The Parkway Central Library, based on the 18th century Hôtel de la Marine building on the Place de la Concorde in Paris, is very much of the same style. “When the building opened in 1927 it was state of the art, not only in terms of the mechanics of the building and retrieval systems for materials in the book stacks, but also in terms of services for children—the department had its own entrance which gave children the autonomy to [come here] independently and browse collections,” says Marija Gudauskas, head supervisor of Parkway Central Library’s Map Collection and Print and Picture Collection. “His work was trying to rejuvenate the past and meet it with the present. He wanted to connect people with history.”

Doorway to the Duke University Chapel in Durham, North Carolina.

Photo by Carol M. Highsmith/Buyenlarge/Getty Images

King of the college campus

Beyond civic commissions, Abele’s designs also decorated university campuses outside the city of Philadelphia: His student-competition-winning design for a Beaux Arts pedestrian gateway was built on the campus of Haverford College in 1901; his design for Harvard University’s Widener Library was erected in 1915; and, as part of the Trumbauer firm’s commission to redesign Duke University’s east campus and the west campus anew in the 1920s, Abele’s work can be seen across some 40 buildings, including the chapel, indoor stadium, main administration building, and all of the structures on the main quad.

Valerie Gillispie, university archivist at Duke’s Rubenstein Rare Book & Manuscript Library, cites the chapel as the centerpiece because of its location and magnificence. “Duke is unusual because the east campus has some older buildings that were remade into a Georgian-style campus, and then on the west campus the design is neo-Gothic,” she explains as a stylistic departure from Abele’s earlier work. This Gothic Wonderland, as today’s students affectionately call it, was likely inspired by the former Duke president’s appreciation for the way Princeton University and Chicago looked, and it’s aesthetically a stronger fit for the regional Southern context than it would have been in the Northeast.

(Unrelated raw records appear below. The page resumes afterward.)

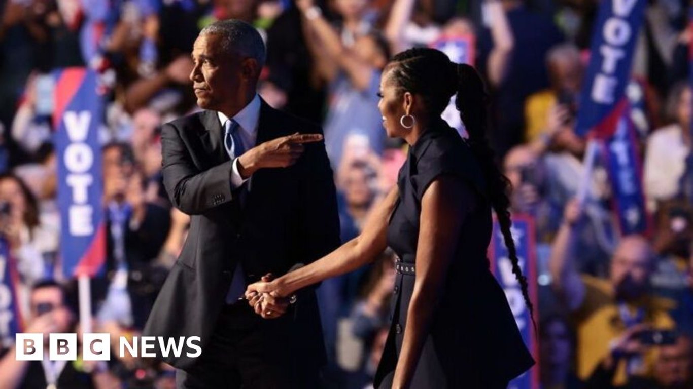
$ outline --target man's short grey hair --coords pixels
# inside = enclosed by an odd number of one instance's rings
[[[220,20],[200,32],[200,36],[207,34],[221,37],[224,51],[253,58],[260,67],[265,66],[265,42],[258,30],[247,23],[235,19]]]

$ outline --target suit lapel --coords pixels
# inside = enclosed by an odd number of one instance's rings
[[[216,111],[205,111],[202,114],[202,121],[204,131],[200,134],[200,140],[205,152],[213,161],[213,165],[229,161],[229,154],[224,148],[222,139],[221,123]]]
[[[278,125],[277,122],[274,109],[261,98],[260,116],[258,118],[258,133],[255,140],[256,146],[283,135],[281,134],[281,130],[278,130],[281,126]],[[262,170],[258,170],[250,177],[248,182],[246,183],[247,196],[245,206],[252,203],[253,195],[252,194],[253,192],[258,190],[262,190],[262,188],[267,183],[265,182],[265,172]],[[247,206],[244,208],[247,208]]]

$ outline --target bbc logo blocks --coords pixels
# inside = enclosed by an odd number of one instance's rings
[[[44,354],[43,334],[17,334],[15,347],[17,361],[42,361]],[[49,336],[49,359],[77,359],[76,334],[51,334]],[[111,336],[109,334],[85,334],[82,337],[82,359],[85,361],[109,361]]]

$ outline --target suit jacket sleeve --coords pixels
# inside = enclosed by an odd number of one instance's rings
[[[170,123],[161,127],[161,148],[164,185],[177,208],[198,215],[233,199],[231,161],[200,171],[178,129]]]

Today, Duke’s main quad is named for Abele, and his portrait hangs regally in the reading room of the campus library. But at the time he was designing the school, “it’s unclear how much time he actually spent in Durham and North Carolina,” according to Gillispie. While administrators certainly were aware of his Black identity, she notes that “Abele was a very proud man and did not like putting himself in the position to be treated as a second-class citizen, so what we are pretty sure of is that he didn’t come down to campus and North Carolina very much, because he wouldn’t have been accommodated in the way Trumbauer was.”

In keeping with the blueprint his ancestor laid, Cook says he has always sought out working on projects “where there was an opportunity to uplift and inspire places that really contribute to the betterment of our built environment” in his own career. Cook, who was one of the three lead designers for the National Museum of African-American History and Culture, counts “sensitive, small landscape interventions,” like a memorial and restoration of a burial ground of enslaved persons at Thomas Jefferson’s Monticello, as projects that are influenced by Abele’s commitment to important civic structures.

“Years ago, my grandfather [Julian Abele Cook Sr.] said to me: ‘When you go to see a doctor you go because you’ve got some pain, and when you go to see a lawyer you may also have some issues you’re wrestling with,’” Cook shares. “‘But when you go to see an architect, you go with a dream.’ That’s why I got into architecture, and that’s why my grandfather did, and he probably learned that at the feet of Julian Abele, who had such an illustrious career.”